Families testify at Hays State Prison hearing

Friday, April 11, 2014

photo Natasha Weatherspoon-Chaney, left, hugs Yolanda Jackson as they testify Thursday at the Georgia State Capitol during a hearing about violence in the state's prisons. Jackson's son, Pippa Hall-Jackson, was stabbed to death by another prisoner in February 2013.

ATLANTA - At the first legislative hearing to tackle the spike in violence in Georgia prisons, two state senators called on corrections officials to answer for how prisoners in many cases were able to predict their own deaths.

"This is long overdue," said Sen. Nan Orrock, D-Atlanta."We need to move heaven and earth to address this."

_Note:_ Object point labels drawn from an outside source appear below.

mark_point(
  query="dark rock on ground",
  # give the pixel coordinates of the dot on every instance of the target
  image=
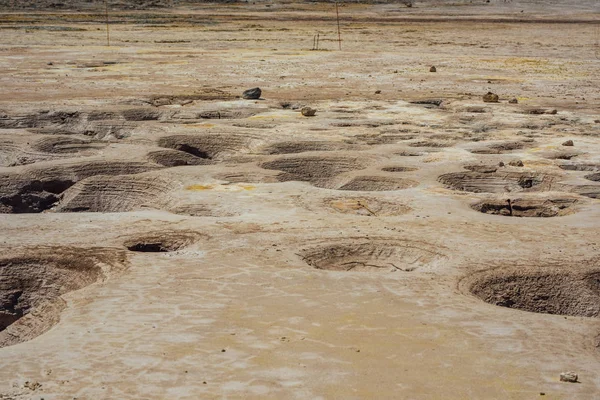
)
(252, 94)
(490, 97)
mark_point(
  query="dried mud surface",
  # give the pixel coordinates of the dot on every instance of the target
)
(162, 237)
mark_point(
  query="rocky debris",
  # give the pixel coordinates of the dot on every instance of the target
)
(516, 163)
(252, 94)
(428, 102)
(32, 385)
(569, 377)
(308, 112)
(490, 97)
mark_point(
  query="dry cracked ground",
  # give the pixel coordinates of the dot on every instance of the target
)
(162, 237)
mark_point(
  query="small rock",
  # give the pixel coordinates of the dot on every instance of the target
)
(516, 163)
(490, 97)
(308, 112)
(568, 377)
(252, 94)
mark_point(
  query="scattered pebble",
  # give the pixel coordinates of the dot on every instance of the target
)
(569, 377)
(490, 97)
(516, 163)
(308, 112)
(252, 94)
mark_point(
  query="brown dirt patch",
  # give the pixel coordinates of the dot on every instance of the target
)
(527, 207)
(551, 291)
(497, 182)
(371, 255)
(32, 282)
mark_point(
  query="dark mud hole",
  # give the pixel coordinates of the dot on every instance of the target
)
(547, 292)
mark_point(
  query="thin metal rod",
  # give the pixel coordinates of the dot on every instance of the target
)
(337, 12)
(107, 28)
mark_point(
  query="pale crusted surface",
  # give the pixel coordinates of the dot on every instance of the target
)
(275, 256)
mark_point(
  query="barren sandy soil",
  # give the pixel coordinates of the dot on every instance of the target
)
(163, 237)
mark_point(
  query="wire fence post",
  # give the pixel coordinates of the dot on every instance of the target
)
(107, 28)
(337, 12)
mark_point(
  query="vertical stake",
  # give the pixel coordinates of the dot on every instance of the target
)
(338, 19)
(107, 29)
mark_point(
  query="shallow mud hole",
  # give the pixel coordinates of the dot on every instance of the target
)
(526, 207)
(377, 184)
(40, 189)
(548, 292)
(31, 285)
(313, 169)
(206, 147)
(366, 206)
(382, 256)
(162, 242)
(496, 182)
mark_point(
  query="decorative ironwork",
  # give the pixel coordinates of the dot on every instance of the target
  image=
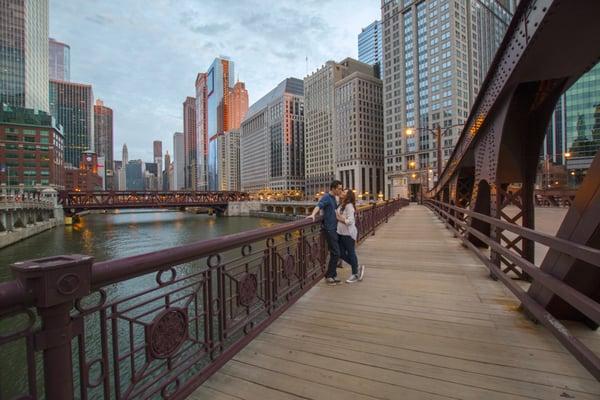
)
(167, 333)
(247, 289)
(157, 324)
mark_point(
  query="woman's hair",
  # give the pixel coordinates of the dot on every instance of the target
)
(349, 199)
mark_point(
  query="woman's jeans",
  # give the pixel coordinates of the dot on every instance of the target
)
(348, 252)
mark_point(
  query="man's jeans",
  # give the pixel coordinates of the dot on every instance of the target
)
(334, 253)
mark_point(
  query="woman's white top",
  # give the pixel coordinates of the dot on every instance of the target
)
(348, 228)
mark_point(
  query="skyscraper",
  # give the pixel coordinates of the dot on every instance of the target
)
(213, 106)
(103, 139)
(272, 140)
(72, 106)
(157, 147)
(24, 54)
(179, 161)
(319, 93)
(59, 60)
(238, 106)
(434, 52)
(369, 45)
(123, 169)
(358, 133)
(189, 142)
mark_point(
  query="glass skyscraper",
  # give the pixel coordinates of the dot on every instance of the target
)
(60, 60)
(24, 53)
(369, 44)
(72, 106)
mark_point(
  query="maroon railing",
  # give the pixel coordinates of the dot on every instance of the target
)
(154, 325)
(460, 220)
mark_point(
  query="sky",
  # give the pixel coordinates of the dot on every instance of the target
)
(142, 56)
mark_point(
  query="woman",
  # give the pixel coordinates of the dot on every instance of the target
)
(347, 233)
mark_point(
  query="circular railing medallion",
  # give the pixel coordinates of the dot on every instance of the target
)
(168, 332)
(247, 289)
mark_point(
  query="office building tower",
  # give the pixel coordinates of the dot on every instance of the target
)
(31, 148)
(432, 71)
(189, 142)
(238, 105)
(272, 141)
(358, 134)
(178, 161)
(319, 92)
(59, 58)
(24, 54)
(228, 148)
(213, 107)
(72, 106)
(103, 139)
(370, 47)
(123, 171)
(157, 152)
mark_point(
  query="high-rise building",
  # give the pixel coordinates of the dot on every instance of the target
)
(272, 140)
(434, 52)
(238, 106)
(189, 142)
(213, 106)
(178, 161)
(103, 139)
(319, 93)
(31, 148)
(59, 55)
(228, 148)
(157, 150)
(72, 105)
(123, 170)
(358, 133)
(24, 54)
(369, 45)
(166, 183)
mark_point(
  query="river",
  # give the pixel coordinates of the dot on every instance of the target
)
(125, 233)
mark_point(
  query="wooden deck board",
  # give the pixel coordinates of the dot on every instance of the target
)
(426, 323)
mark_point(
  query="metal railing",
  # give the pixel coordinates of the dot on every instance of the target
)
(154, 325)
(459, 221)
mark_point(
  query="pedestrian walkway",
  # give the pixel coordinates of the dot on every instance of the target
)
(426, 323)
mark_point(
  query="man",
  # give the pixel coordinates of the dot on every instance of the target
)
(328, 204)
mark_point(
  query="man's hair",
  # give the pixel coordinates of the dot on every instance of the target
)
(335, 184)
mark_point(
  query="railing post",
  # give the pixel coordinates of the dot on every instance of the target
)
(56, 282)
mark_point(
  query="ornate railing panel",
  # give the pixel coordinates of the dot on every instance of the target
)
(460, 221)
(153, 325)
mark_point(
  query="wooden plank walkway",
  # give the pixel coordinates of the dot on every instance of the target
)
(426, 323)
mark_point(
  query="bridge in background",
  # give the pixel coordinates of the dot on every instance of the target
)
(75, 201)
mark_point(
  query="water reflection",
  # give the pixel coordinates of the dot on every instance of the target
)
(124, 233)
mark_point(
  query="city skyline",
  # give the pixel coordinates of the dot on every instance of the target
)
(120, 55)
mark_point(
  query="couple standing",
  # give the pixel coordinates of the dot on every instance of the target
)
(339, 226)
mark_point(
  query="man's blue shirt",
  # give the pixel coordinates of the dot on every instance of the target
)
(328, 205)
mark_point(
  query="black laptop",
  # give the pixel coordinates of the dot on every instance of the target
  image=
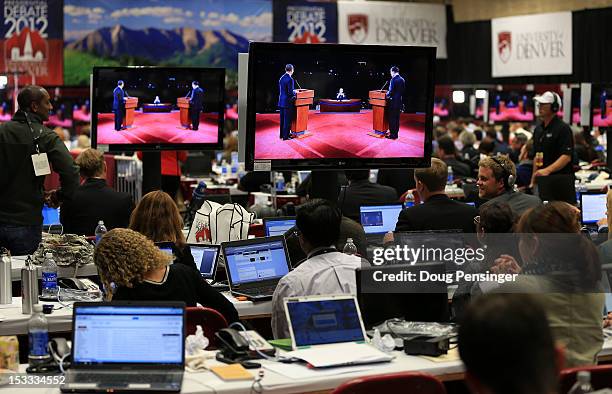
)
(127, 346)
(254, 266)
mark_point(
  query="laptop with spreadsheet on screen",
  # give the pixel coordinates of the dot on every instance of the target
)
(328, 331)
(278, 225)
(127, 346)
(254, 266)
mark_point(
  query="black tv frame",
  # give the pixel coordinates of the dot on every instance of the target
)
(339, 163)
(155, 147)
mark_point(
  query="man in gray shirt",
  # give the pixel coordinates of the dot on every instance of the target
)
(496, 177)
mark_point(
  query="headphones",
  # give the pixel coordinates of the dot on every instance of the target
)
(555, 105)
(507, 176)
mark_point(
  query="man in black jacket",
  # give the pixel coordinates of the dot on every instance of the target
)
(361, 191)
(27, 150)
(94, 200)
(438, 212)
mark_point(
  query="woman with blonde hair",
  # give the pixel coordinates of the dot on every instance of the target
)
(140, 271)
(157, 217)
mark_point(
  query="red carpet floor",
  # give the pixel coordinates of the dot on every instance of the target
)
(157, 128)
(339, 135)
(598, 121)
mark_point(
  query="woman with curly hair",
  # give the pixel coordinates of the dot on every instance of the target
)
(157, 217)
(142, 272)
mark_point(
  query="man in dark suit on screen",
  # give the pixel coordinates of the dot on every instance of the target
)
(196, 101)
(119, 96)
(394, 107)
(286, 98)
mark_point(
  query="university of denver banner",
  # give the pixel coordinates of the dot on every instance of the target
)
(532, 45)
(389, 23)
(301, 21)
(32, 40)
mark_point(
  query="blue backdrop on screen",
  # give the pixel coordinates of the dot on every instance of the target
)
(305, 21)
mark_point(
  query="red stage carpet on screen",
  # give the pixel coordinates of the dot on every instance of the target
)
(339, 135)
(150, 128)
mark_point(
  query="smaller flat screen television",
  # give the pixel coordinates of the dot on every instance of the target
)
(601, 105)
(511, 106)
(157, 108)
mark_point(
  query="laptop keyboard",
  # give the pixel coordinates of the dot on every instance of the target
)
(102, 378)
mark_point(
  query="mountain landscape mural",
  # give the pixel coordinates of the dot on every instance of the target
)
(207, 33)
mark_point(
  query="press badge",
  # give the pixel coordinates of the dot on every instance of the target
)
(41, 164)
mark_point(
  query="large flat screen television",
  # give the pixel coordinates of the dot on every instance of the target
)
(157, 108)
(339, 115)
(601, 105)
(511, 106)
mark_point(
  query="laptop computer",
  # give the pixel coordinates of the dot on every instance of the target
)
(278, 225)
(206, 258)
(424, 301)
(593, 208)
(328, 331)
(378, 218)
(127, 346)
(254, 266)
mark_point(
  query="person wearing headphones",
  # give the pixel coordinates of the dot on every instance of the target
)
(496, 177)
(325, 270)
(553, 145)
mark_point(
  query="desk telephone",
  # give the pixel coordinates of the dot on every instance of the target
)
(77, 284)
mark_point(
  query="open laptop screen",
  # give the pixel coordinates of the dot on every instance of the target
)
(379, 219)
(256, 261)
(324, 321)
(205, 257)
(107, 334)
(278, 226)
(593, 207)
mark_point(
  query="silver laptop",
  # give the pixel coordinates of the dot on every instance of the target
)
(328, 331)
(127, 346)
(254, 266)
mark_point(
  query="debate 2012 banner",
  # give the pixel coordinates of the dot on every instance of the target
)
(390, 23)
(301, 21)
(207, 33)
(32, 41)
(532, 45)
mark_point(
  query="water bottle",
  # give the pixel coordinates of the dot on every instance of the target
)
(38, 332)
(451, 177)
(349, 247)
(280, 182)
(100, 231)
(49, 275)
(583, 383)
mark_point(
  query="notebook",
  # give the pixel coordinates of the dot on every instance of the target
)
(278, 225)
(327, 331)
(593, 208)
(206, 258)
(127, 346)
(379, 219)
(255, 266)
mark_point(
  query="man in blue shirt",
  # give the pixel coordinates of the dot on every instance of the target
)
(286, 98)
(394, 106)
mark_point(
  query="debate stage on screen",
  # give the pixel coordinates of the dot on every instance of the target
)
(339, 135)
(153, 127)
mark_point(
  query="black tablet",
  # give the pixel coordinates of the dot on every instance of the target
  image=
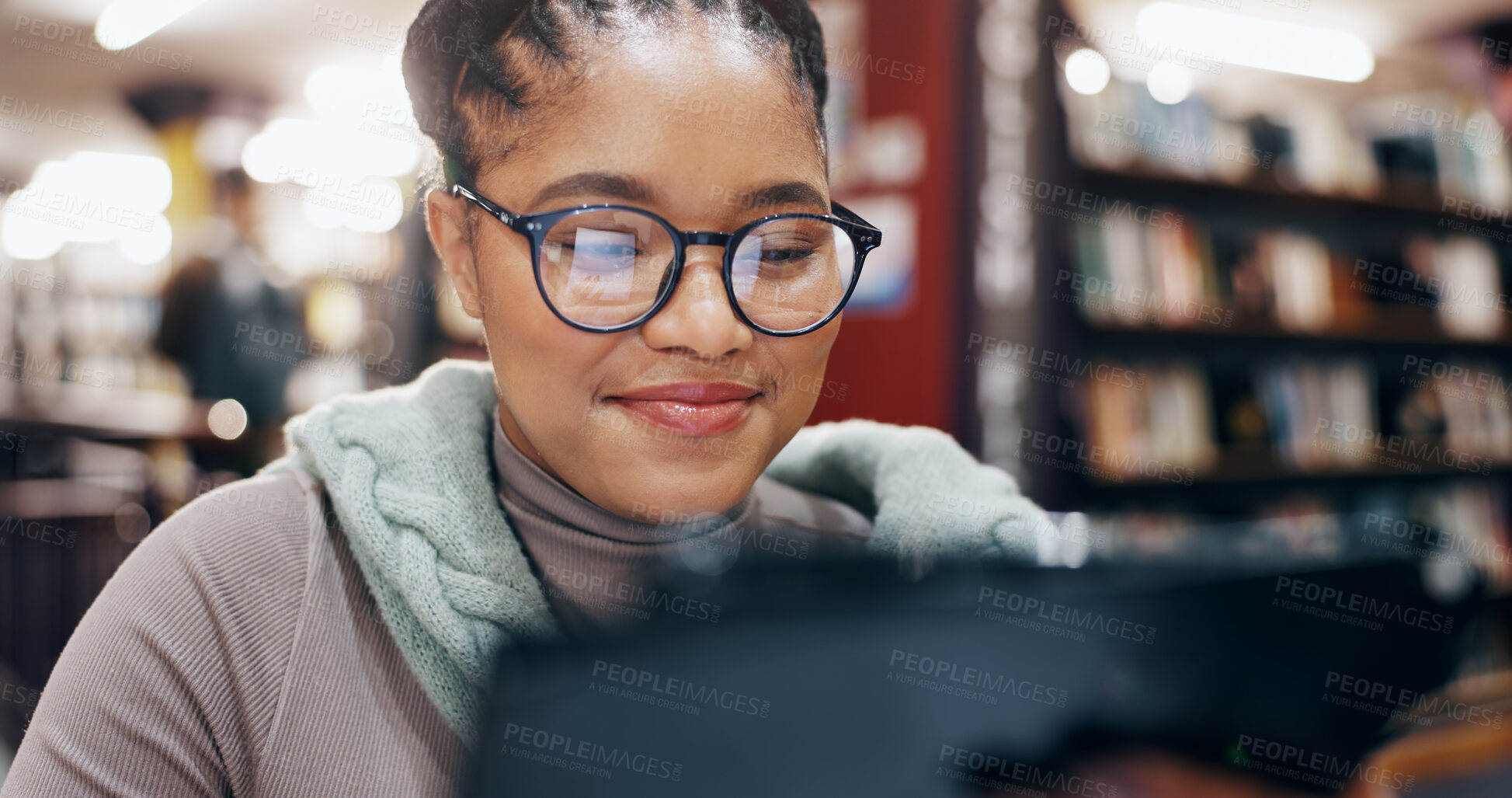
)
(849, 679)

Since 2010, 32 prisoners and one officer have been killed by prisoners in the custody of the Georgia Department of Corrections. In 2012 alone, Georgia had more homicides in its state prisons than several states had in the last 10 years.

Four of those slain prisoners in late 2012 and early 2013 were at Hays State Prison in Trion, Ga., where audits revealed many of the cell door locks hadn't worked in years.

Members of five families were called to testify at the Thursday hearing in the Georgia State Capitol held jointly by the Southern Center for Human Rights and Sen. Vincent Fort, D-Atlanta. About 70 people crammed into the room, but no one from the corrections department attended. Nor did any invited North Georgia legislators.

Department spokeswoman Gwendolyn Hogan said in an email that it was the officials' understanding that there will be a follow-up hearing to address concerns.

Before taking further action, Fort said, he will ask the corrections department to answer questions raised at the hearing.

"This has become an issue of great public concern," he said after the hearing. "I think [corrections officials] ought to communicate on some of these issues."

Among those who spoke was Lysander Turner, who held up a picture of his 27-year-old nephew Damion MacClain. MacClain, a convicted armed robber, was beaten to death and left to die in his bed on Dec. 26, 2012.

Turner, a former Angola State Prison corrections officer, spoke for his sister, RoHonda, who died in February after she tried for a year to get answers about how and why her son died.

Before Damion MacClain died, he told his mother "he wouldn't make it out alive," Turner said.

Yolanda Jackson told a similar story of her 19-year-old son, Pippa Hall-Jackson, who had been in the prison system's custody only two months before he was stabbed in the heart after stepping off a transfer bus from Hays State.

Fort read a portion of a letter Hall-Jackson wrote to his aunt a week before he died.

"I don't think I'm going to make it down here, honestly," Fort read. "I want you all to keep in touch because you never know what tomorrow has in store."

Sarah Geraghty, a senior attorney for the prison advocacy center based in Atlanta, told senators that the center has requested multiple times that corrections officials take immediate steps to address the violence.

"Too many people have died in the Department of Corrections," she said. "The message that this communicates is that these are lives we value less than other lives, and that is totally incorrect."

In February 2012, attorneys sent a letter to Corrections Commissioner Brian Owens calling for action because of the spike in violence. The letter also warned that special measures should be taken at Hays because of the high number of assaults -- that was 10 months before the first in a series of five killings of Hays State inmates.

In a second letter sent in January 2013, attorneys called for an outside auditor to inspect Hays and other facilities because of increasing reports of out-of-control violence and corruption.

Corrections officials never responded, Geraghty told the senators.

"This is an egregious situation," Orrock said.

The Southern Center for Human Rights is suing the Georgia Department of Corrections over Damion MacClain's death. Turner will represent his sister, RoHonda.

One by one the families told similar stories in which their sons or nephews had been in fear for their lives, but said the corrections department didn't appear to do anything to protect them from the violence.

The last story got the attention of everyone in the room.

James Jackson said family members were told that his nephew, Detravia Bryant, had committed suicide at Ware State Prison. But when the funeral home received the body, officials called the family to come and take pictures because his body was bruised and it appeared he had been strangled.

A year later and after a second autopsy, Jackson said, the family hasn't even received a cause of death.

"That disturbs me," Fort said. "I'm trying to be objective here, but that disturbs me."

After the hearing, several family members said they're hopeful the hearing will lead to the corrections department being held accountable.

"I believe something will come of this," Turner said.